During this time the country will also hit other payment deadlines with the most immediate being $66 million (£50.51m) due on 21 March and $102 million (£78.05m) due on 28 March.
A major test will come on 4 April when a $2 billion (£1.53bn) principal payment is due.
Victoria Scholar, Head of Investment at interactive investor, predicted even with the 30 day grace period “full-blown collapse is almost inevitable at this stage”.
She explained: “The onset of war, Western sanctions, the exodus of international conglomerates and freefalling investor confidence have led to Russia’s downfall with its currency, financial system, and the wider economy in a state of ruin.”

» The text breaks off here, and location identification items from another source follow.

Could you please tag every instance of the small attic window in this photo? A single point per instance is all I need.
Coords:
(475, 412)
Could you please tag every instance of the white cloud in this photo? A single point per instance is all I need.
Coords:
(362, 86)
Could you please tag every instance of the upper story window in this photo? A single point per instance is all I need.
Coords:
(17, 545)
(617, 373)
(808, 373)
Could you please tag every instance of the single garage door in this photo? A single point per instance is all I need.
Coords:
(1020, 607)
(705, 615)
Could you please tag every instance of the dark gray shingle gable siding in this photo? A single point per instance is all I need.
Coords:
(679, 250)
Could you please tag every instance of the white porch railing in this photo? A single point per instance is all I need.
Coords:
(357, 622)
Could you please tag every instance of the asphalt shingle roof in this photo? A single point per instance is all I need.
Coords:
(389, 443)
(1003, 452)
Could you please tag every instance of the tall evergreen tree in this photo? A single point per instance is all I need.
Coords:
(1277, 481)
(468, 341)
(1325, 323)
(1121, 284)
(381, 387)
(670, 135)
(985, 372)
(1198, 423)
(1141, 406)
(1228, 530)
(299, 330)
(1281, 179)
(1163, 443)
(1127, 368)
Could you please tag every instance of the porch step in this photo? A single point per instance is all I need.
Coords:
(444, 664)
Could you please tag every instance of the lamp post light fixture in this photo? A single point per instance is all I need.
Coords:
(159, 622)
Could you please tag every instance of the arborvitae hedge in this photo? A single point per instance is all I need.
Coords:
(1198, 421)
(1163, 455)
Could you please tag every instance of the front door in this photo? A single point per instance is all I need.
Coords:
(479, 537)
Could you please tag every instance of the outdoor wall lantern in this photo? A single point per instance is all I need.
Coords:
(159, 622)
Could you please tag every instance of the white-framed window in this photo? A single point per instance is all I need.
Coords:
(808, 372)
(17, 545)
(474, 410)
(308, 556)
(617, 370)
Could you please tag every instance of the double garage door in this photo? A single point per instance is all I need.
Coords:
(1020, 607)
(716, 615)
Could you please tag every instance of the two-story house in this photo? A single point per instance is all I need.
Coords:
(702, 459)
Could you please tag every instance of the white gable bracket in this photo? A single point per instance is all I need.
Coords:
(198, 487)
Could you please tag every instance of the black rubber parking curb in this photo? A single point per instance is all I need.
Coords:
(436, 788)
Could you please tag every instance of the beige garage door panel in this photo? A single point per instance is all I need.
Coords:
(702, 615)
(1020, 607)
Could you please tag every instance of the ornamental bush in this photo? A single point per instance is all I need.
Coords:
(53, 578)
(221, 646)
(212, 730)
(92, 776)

Russia meanwhile has insisted it can meets its debt obligations with finance minister Anton Siluanov accusing the west of try to “organise an artificial default.”
William Jackson, Chief Emerging Markets Economist at Capital Economics, predicted the default would not have a major impact on global markets, explaining it was not much bigger than a previous default by Argentina in 2020, which caused few tremors.
However, he pointed out future risks if one financial institution was revealed to be particularly exposed to Russia and if the Russian government’s default was followed by corporate defaults among Russia’s companies- whose external debts are much larger than the government’s.
So far large firms such as Gazprom have continued to service debts but Mr Jackson warned “with trade disrupted, sanctions potentially being widened and the economy set for a deep recession, the likelihood of corporate defaults is rising.”
Across both Government and corporate debt Russia is thought to owe around $150 billion (£114.79bn) in foreign currencies.
World Bank chief economist Carmen Reinhart has previously warned about the risks to western companies, saying: “I worry about what I do not see.”
“Financial institutions are well-capitalised, but balance sheets are often opaque… there is the issue of Russian private sector defaults.”
Italian bank UniCredit has been revealed to be one of Europe’s most exposed companies with around 7.4 billion euros (£6.22bn) in loans.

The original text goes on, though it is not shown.